We often get the question “What’s the difference between Cloud, Collocation and Virtualization?”
Lets start from the ground up:
Collocation / Data Centers
Collocation or Data Centers build and maintain facilities which are specifically built to house servers. They offer (4) Key components
- Clean, Uninterrupted Power. This not only keeps the services online , but also extends the life of your servers.
- Consider how much you are spending on power and UPS (maintenance and initial purchase). Usually a server cost $80 – $100 / month to run. @ about 6-8 servers, you should consider moving to a data center.
- Cooling which helps to extend the life of your servers.
- Does your server room has 24/7 cooling? IF not, you should consider moving to a data center. IF yes, consider how much your air conditioner cost to run every month not including the maintenance. Average cost for an A/C running 24/7 is about $300 / month.
- Physical security to ensure only authorized access to your servers.
- Can anyone physically access your servers? Once you lose physical access to your servers, your data has been compromised.
- Volume of scale; by housing a lot of servers and service providers in a single physical facility pricing for bandwidth and other services becomes very competitive and thus lower. Pricing for internet access can get as low as $1/Mbps vs $30 / Mbps delivered to your office.
- Do you serve a lot of users outside of your office? Do you get a lot of email? Do you send large files? Consider moving to a data center so your server can have massive amounts of reliable , quick (low latency) bandwidth.
Now that we have our servers in a data center, lets reduce how many servers we need. You may have multiple servers, all running 1 application which do not run at the same time. Using one server to run multiple applications or running several servers in a cluster to run several applications allows you to maximize your resources (CPU, RAM) which newer servers have plenty of as well as gain redundancy and reliability for mission critical applications.
1. Can your applications be virtualized.
2. How many servers do you want to run? (is it cost effective).
3. How important is the application? Can it be run in a cluster (2 physical servers vs. Virtual Servers).
Now that you can have physical servers acting as multiple virtual servers , could we have other companies / people using our “cloud”.
The cloud is nothing more than a LARGE group of servers running virutalization stored at a data center which anyone can use.
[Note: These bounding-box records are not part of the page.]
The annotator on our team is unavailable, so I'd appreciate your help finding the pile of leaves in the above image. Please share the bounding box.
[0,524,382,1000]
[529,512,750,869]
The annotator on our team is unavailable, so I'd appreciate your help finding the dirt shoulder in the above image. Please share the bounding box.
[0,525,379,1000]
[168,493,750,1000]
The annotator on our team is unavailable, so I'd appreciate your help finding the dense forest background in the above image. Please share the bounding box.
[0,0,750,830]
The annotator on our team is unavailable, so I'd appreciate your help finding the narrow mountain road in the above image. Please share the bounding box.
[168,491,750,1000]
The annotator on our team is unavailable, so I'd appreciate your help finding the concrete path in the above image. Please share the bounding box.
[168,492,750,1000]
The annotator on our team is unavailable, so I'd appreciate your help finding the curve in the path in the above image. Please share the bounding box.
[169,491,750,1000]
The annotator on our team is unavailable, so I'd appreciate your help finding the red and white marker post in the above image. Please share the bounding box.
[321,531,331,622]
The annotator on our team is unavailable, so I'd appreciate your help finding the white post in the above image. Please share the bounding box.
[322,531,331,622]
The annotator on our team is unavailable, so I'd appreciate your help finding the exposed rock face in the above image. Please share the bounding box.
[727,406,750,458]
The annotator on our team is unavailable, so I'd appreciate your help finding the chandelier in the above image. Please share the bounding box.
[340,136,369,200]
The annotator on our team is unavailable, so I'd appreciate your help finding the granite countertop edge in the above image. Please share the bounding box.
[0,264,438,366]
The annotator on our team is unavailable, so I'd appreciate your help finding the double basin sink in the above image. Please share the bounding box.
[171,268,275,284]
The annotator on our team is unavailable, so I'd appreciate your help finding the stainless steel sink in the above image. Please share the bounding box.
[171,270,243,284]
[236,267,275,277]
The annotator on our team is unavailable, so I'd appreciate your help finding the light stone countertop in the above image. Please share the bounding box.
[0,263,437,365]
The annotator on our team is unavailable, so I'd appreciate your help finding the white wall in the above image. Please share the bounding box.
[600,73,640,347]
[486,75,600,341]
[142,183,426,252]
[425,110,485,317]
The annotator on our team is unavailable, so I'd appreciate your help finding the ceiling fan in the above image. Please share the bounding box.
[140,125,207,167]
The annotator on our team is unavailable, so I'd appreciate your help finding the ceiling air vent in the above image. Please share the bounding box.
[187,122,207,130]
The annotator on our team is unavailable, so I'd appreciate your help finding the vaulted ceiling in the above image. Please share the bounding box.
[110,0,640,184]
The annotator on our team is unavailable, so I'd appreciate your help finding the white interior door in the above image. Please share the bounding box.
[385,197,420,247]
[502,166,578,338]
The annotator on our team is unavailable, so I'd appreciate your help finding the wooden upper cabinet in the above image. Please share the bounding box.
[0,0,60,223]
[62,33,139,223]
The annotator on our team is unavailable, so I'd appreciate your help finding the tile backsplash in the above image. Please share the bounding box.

If you are using a hosted Email solution, you most likely are already using cloud computing.
Not all applications are meant to be on the cloud, but ALOT are.
- Google Email lets you access your email from anywhere in the world
- Google Docs lets you collaborate online , live with other users
- Google Calendar lets you schedule with others online
- Google Contacts syncs all your devices with people you know
- Never lose any or your email, contacts , docs or calendars
File Storage :
- Dropbox.com – up to 100GB online using Amazon S3
- Amazon S3 direct – $0.14 / GB Stored online
Photo Storage :
- photobucket.com – unlimited storage
- Spotify.com – store and listen to your music online
- Redundancy / availability / Access
- cloud providers invest massive amounts of money to create clusters which ensure your virtual machine is always alive or can be moved to a new phsycial host.
- cloud providers should also be in multiple data centers, ensuring your services can be restored to a new geographically diverse physical location.
- cloud providers should also have tier 1 and multiple path internet access (usually based on the data center they choose).
- Latency; does your application require you to be within 10 milliseconds or your server?
- Privacy / Security ; do you store sensitive data? does your corporate philosophy still not trust Amazon, Google or other cloud providers?
- No physical access to your servers ; knowing this is easy to work around but its something you need to plan for.
Moving to the cloud can save you money, reduce IT cost and improve reliability. Know your applications, Know your data but most importantly, KNOW YOUR CLOUD PROVIDER.